Question

Describe the hybridisation in case of $PC{l}_5$. Why are the axial bonds longer as compared to.

Answer 1

The ground state and the excited state outer electronic configuration of phosphorus $(Z=15)$ are $1s^{2}2s^{2}2p^{6}3s^{2}3p^3$ and $1s^{2}2s^{2}2p^{6}3s^{1}3p^{3}3d^1$ respectively.

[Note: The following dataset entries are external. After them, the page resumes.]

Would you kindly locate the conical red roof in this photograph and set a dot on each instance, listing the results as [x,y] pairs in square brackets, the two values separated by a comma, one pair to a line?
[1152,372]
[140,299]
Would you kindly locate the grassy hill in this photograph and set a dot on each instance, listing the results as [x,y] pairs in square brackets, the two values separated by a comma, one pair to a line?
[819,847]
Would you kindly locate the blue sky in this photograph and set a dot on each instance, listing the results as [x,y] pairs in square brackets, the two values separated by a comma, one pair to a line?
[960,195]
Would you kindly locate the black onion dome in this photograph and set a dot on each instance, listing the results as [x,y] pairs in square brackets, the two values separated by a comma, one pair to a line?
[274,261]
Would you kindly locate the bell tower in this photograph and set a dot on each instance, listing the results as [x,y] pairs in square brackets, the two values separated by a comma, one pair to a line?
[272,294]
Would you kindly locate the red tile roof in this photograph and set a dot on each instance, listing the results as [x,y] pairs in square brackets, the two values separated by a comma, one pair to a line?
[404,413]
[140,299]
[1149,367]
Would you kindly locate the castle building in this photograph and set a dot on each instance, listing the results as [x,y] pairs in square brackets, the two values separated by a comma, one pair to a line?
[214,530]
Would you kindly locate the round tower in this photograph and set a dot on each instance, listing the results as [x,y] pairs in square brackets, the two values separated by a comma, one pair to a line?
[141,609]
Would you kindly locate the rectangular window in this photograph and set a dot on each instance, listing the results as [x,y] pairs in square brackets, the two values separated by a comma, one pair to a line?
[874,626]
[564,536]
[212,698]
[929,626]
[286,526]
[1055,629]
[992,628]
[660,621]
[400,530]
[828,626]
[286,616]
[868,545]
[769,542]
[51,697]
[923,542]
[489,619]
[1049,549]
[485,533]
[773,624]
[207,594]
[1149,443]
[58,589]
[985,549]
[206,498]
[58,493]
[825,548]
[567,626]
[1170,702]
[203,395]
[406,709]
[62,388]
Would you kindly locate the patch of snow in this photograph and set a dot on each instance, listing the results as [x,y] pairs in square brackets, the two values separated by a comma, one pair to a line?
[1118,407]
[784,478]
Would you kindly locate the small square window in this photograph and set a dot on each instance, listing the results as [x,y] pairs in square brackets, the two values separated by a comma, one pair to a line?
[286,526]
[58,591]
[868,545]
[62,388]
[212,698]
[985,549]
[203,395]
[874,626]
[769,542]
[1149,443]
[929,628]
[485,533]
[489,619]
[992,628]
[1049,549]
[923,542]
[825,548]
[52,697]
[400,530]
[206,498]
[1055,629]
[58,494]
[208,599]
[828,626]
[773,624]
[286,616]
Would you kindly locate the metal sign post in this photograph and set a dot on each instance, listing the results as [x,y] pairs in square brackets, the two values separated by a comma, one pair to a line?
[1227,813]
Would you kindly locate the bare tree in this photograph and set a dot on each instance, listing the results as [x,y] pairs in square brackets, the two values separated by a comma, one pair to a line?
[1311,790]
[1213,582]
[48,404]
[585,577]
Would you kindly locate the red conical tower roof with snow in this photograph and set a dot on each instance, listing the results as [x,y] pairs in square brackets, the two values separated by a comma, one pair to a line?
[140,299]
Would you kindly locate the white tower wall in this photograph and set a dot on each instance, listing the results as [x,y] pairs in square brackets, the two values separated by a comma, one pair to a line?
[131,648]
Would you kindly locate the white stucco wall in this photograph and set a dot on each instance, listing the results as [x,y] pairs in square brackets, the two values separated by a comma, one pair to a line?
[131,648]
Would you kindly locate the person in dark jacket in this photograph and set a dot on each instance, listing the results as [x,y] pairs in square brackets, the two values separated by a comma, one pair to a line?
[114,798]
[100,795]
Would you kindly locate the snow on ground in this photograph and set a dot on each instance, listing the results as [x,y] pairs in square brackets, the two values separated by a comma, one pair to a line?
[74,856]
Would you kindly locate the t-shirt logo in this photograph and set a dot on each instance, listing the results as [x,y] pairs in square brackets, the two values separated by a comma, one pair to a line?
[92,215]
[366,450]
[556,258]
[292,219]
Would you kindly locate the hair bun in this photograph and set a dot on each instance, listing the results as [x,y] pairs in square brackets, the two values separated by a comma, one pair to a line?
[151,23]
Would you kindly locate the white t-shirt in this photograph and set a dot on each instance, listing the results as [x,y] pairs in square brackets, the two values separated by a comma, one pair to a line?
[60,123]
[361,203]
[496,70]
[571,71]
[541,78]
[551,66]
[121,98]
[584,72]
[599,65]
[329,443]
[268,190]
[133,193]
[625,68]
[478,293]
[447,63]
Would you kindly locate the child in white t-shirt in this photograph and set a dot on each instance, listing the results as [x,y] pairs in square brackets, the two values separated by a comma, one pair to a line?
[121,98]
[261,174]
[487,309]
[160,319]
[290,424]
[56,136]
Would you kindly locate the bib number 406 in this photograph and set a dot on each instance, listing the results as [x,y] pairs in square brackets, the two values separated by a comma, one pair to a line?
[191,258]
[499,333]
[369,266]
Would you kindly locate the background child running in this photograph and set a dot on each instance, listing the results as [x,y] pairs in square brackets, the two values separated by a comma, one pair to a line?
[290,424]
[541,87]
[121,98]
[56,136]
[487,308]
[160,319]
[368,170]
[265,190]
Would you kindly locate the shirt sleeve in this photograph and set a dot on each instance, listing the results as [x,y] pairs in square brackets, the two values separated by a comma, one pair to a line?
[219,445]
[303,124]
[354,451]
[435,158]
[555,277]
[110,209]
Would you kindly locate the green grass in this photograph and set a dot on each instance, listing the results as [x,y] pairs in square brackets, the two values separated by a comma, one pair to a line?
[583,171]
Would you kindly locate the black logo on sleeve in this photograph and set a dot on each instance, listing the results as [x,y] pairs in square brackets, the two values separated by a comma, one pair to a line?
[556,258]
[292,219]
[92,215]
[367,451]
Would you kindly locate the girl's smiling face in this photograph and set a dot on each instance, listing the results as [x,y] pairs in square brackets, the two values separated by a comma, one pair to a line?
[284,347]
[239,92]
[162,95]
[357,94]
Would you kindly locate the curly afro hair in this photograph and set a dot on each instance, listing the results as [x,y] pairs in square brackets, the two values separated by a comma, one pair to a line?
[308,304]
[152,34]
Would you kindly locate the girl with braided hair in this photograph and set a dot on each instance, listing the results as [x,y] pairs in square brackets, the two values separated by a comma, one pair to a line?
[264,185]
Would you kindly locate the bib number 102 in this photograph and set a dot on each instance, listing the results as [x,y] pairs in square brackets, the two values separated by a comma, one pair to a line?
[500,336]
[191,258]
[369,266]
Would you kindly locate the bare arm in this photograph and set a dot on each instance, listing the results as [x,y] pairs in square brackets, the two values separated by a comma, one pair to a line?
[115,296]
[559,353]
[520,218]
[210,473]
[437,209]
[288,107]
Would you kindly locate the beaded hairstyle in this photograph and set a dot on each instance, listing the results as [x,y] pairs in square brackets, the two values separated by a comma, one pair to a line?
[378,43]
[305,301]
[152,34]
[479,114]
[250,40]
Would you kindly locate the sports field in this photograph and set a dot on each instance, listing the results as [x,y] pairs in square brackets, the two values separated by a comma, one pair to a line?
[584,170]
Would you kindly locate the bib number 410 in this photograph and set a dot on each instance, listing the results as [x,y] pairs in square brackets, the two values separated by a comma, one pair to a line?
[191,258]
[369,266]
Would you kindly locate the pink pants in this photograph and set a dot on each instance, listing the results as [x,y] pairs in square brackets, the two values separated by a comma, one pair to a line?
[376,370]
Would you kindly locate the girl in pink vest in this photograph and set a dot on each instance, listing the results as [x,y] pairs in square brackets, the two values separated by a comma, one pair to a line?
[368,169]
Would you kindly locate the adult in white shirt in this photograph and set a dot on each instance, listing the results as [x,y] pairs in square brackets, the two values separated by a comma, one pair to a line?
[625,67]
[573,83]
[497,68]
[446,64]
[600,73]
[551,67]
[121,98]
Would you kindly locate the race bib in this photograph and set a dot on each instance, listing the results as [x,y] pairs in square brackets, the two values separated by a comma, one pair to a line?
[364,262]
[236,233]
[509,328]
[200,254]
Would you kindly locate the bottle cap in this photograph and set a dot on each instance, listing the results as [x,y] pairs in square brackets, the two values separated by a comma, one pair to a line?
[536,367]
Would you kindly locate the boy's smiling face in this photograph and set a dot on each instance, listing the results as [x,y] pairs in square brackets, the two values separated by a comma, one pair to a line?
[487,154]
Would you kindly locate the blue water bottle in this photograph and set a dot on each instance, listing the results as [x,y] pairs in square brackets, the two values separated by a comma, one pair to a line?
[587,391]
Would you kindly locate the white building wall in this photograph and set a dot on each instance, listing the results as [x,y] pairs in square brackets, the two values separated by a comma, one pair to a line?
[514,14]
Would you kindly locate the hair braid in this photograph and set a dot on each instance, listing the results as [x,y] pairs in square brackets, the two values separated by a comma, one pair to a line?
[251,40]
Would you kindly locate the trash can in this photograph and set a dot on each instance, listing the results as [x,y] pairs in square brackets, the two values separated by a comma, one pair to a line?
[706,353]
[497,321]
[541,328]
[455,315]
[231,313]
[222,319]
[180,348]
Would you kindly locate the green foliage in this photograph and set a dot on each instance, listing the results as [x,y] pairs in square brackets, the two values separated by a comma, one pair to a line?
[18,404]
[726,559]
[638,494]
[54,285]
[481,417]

Now the five orbitals are available for hybridisation to yield a set of five $s{p}^{3}d$ hybrid orbitals which are directed towards the five corners of a trigonal bipyramidal. It should be noted that all the bond angles in trigonal bipyramidal geometry are not equivalent . In $PC{l}_5$, the five $s{p}^{3}d$ orbitals of phosphorus overlap with the singly occupied $p$ orbitals of chlorine atoms to from five $P-Cl$ sigma bond. Three $P-Cl$ bond lie in one plane and make an angle of ${120}^o$ with each other, these bond are termed as equatorial bonds. The remaining two $P-Cl$ bonds one lying about and the other lying below the equatorial plane, make an angle of ${90}^o$ with the plane. These bonds are called axial bonds. s axial bonds suffer more repulsion than equatorial bond, these are found to be slightly longer and hence slightly weaker than equatorial bonds.